Classification Services

  • ClassificationService: ML-based classification
  • QueueClassifier: Queue assignment logic
  • PriorityClassifier: Priority assignment logic

Utility Services

  • TemplateRenderer: Jinja2 template rendering (can be configured in defs for customization)
  • ConfigurationService: Access to configuration
  • LoggerFactory: Centralized logging with pluggable backends (stdlib/structlog)

Service Lifecycle and Scopes

When the application loads configuration it converts each open_ticket_ai.services entry into an InjectableConfig and registers it with the DI container. Every entry yields a distinct injectable instance. If you configure three ticket system services, all three can be injected simultaneously under their identifiers.

Scopes control when those instances are created and reused.
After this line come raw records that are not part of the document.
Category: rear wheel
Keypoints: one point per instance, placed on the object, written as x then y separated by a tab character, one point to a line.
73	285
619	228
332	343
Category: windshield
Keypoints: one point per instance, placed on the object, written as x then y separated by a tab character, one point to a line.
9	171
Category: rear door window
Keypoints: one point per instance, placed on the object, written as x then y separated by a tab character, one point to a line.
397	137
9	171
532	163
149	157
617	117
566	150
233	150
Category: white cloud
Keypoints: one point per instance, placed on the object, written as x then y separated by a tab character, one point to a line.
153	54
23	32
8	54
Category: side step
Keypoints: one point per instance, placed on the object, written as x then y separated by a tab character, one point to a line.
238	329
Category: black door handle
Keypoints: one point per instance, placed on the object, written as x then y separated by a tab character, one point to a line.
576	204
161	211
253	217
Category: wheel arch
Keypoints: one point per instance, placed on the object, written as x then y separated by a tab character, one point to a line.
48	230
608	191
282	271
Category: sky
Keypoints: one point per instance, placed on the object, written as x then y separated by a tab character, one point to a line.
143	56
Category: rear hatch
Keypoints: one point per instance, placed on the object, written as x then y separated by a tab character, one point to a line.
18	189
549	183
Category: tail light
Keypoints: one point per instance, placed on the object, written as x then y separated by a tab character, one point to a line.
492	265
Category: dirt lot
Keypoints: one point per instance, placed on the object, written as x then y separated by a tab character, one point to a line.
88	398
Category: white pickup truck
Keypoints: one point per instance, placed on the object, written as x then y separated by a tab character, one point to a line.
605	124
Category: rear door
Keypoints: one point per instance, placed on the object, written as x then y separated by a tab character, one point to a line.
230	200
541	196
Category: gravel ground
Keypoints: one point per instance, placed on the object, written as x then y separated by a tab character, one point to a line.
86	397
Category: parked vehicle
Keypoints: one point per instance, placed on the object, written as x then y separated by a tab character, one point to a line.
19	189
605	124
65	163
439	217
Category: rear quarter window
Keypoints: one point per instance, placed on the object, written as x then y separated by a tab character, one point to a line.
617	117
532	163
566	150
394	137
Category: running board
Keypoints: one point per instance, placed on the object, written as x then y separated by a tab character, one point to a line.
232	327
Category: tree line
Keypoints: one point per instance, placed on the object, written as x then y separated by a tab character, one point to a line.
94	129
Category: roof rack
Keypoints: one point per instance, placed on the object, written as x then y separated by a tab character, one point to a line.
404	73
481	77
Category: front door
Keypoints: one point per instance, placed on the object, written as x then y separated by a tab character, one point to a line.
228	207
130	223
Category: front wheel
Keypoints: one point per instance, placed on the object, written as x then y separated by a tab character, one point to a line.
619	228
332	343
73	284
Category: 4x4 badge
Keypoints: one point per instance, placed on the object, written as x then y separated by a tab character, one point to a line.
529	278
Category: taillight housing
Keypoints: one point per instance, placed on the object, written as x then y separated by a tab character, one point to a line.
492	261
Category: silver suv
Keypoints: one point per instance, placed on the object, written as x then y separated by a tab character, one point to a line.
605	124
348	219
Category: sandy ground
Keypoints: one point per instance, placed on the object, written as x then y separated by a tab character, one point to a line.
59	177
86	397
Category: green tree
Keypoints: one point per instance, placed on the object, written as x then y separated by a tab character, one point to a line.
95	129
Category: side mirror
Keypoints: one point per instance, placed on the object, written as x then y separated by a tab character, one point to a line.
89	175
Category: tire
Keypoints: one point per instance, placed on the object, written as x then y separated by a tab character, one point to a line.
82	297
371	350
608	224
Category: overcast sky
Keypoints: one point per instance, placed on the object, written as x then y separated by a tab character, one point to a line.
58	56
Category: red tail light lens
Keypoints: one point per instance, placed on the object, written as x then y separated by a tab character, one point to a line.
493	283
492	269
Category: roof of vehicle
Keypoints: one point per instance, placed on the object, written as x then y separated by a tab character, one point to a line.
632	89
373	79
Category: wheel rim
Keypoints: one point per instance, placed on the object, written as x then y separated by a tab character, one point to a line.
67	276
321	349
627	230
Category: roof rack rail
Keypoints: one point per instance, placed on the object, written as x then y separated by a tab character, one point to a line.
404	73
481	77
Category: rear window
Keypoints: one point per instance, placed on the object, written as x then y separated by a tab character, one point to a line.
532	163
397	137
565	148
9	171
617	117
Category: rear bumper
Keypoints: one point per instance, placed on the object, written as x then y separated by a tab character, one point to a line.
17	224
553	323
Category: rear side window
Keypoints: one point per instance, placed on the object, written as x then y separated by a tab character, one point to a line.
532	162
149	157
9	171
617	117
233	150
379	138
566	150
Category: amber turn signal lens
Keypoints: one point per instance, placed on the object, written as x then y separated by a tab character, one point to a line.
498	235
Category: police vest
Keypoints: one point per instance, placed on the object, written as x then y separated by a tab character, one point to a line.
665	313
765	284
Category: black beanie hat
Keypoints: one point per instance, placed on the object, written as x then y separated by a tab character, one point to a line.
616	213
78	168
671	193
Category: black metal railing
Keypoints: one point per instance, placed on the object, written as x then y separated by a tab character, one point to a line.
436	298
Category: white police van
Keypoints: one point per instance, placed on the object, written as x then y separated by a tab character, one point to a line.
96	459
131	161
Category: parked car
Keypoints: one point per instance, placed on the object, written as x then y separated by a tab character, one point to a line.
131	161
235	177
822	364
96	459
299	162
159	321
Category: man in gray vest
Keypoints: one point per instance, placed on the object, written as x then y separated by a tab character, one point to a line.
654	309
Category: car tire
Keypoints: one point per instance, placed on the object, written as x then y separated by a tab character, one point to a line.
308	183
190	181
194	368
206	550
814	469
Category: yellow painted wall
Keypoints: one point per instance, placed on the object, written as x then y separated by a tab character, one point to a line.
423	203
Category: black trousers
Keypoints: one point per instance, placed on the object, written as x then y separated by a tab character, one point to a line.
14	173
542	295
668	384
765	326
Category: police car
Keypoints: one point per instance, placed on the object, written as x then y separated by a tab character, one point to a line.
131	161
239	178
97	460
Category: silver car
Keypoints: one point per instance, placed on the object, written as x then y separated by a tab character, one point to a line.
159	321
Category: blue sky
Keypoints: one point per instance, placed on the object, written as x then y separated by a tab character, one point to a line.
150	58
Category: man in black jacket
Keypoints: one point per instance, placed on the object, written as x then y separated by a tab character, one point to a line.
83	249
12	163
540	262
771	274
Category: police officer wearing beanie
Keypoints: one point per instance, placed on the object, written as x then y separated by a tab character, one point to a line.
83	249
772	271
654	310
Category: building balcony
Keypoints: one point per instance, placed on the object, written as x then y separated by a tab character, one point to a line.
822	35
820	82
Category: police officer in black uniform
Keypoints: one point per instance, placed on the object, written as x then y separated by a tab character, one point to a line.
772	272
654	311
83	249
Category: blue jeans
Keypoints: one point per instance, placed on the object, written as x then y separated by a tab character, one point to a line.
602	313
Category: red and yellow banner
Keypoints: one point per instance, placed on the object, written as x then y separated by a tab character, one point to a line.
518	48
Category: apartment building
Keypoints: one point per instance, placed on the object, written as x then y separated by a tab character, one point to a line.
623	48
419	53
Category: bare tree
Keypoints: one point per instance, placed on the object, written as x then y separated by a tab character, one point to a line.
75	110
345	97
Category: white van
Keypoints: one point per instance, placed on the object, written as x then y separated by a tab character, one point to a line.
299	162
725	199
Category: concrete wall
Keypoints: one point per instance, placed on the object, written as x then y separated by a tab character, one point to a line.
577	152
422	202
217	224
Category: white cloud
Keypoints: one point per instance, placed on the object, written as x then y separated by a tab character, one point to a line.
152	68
Open Ticket AI supports:

  • Singleton scope (default) – the container creates one instance per configuration entry and reuses it across the application.
  • Transient scope – a new instance is created each time the service is injected.

Choose the scope that matches the service’s statefulness. See the Dependency Injection guide for details about scopes and the Configuration Reference for the services structure.

Creating Custom Services

  1. Define service interface
  2. Implement service
  3. Register with DI container using the injector module
  4. Add a configuration entry and inject it into pipes

Service Best Practices

Do:

  • Keep services focused on single responsibility
  • Use interfaces for service contracts
  • Make services stateless when possible
  • Inject dependencies, don't create them
  • Write unit tests for services

Don't:

  • Store execution state in service instances
  • Access configuration directly (inject ConfigurationService)
  • Create circular dependencies
  • Mix business logic with infrastructure concerns

Testing Services

Services should be unit tested independently from the pipes that use them. Create test instances of services and verify their behavior with test data.